I lead quite a disciplined life. I eat well, exercise regularly etc. As well, I have created a habit of goal setting and know how to push myself through to achieve things; for example, challenging adventure hikes, long distance running — the list goes on. Further, many years ago I overcame a serious food addiction which lasted over a decade. I also gave up smoking, though that was some 30 years ago now. So I have reason to trust myself. I have a sense of confidence that I can do difficult things if I set my mind to it.

I’ve always known that I could stop drinking and actually believed that I would stop. I’ve just been waiting for the right impetus, the right motivation to give me the reason to stop. Knowing that drinking habitually has health implications has not been enough. I guess I’ve been waiting for the health crisis. But when you stop and think about it, that’s pretty crazy. Why wait for the health impact to eventuate. Why not stop now and prevent it?
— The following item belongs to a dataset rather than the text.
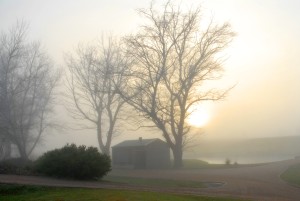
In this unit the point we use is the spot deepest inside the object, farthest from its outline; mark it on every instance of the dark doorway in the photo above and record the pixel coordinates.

These thoughts had been going around and around in my head, but still I persisted to drink daily. When I read Marc’s blog in preparation for his TED talk, all this thinking came together in a moment of clarity. Suddenly I perceived “my future self” as an identity that could take control…now! I had always believed that this was possible, that my “future self” would one day do it, but Marc’s words made me realise I didn’t need to wait. My future self was actually inside me. I already believed in her. So I was able to merge the perception of my future self with the perception of who I am now, today. I/we became one. This simple shift in thinking gave me the sense of self-trust I needed to take control in a matter-of-fact way.

It worked. I had my first drink-free night for a long time. My husband even poured me a drink; I accepted it but couldn’t drink it. My future self was in control and was able to think clearly about the benefits of stopping (short term pain for long term gain).

In a way it was a relief — no more cognitive dissonance.

It’s been several weeks now. My husband also read the post and decided to join me, and I have to admit, that’s made it easier. We have achieved what we set out to do so far, no drinking during the week, and we are working to limit our weekend consumption to “reasonable” amounts (which means no hangover). So far that has probably been the greatest challenge. The first night after a period of abstinence is high risk as there is some compulsion in giving yourself permission to drink again, to over-indulge. But we are working on it.

My plan is to make this behaviour part of our routine so that it just feels “normal” not to drink every day; let a new set of habits and behaviours emerge. Already we have noticed we are more alert in the early evening and able to use the regained time for more cognitive activities, rather than just watching the TV.

We aren’t there yet and a trip overseas visiting family has set us back a bit. But now that we are home, the work begins anew.

Here are some notes that I refer to when I need to regain the initial impetus:

  • Future health gets sacrificed for immediate gratification (i.e. too much dopamine production).
  • Believe in my capacity for self-control (reduces ego depletion).
  • Maintain a dialogue between my future self and me.
  • Things will get better.

I really appreciate Marc’s thinking and theory in this area. It has helped to change my life.

 

Note (from Marc): Please see the new blog by Ken Anderson in Psychology Today. Ken is the founder of HAMS, a group that supports “Harm Reduction” approaches. Margot’s self-styled method is a great example of Harm Reduction.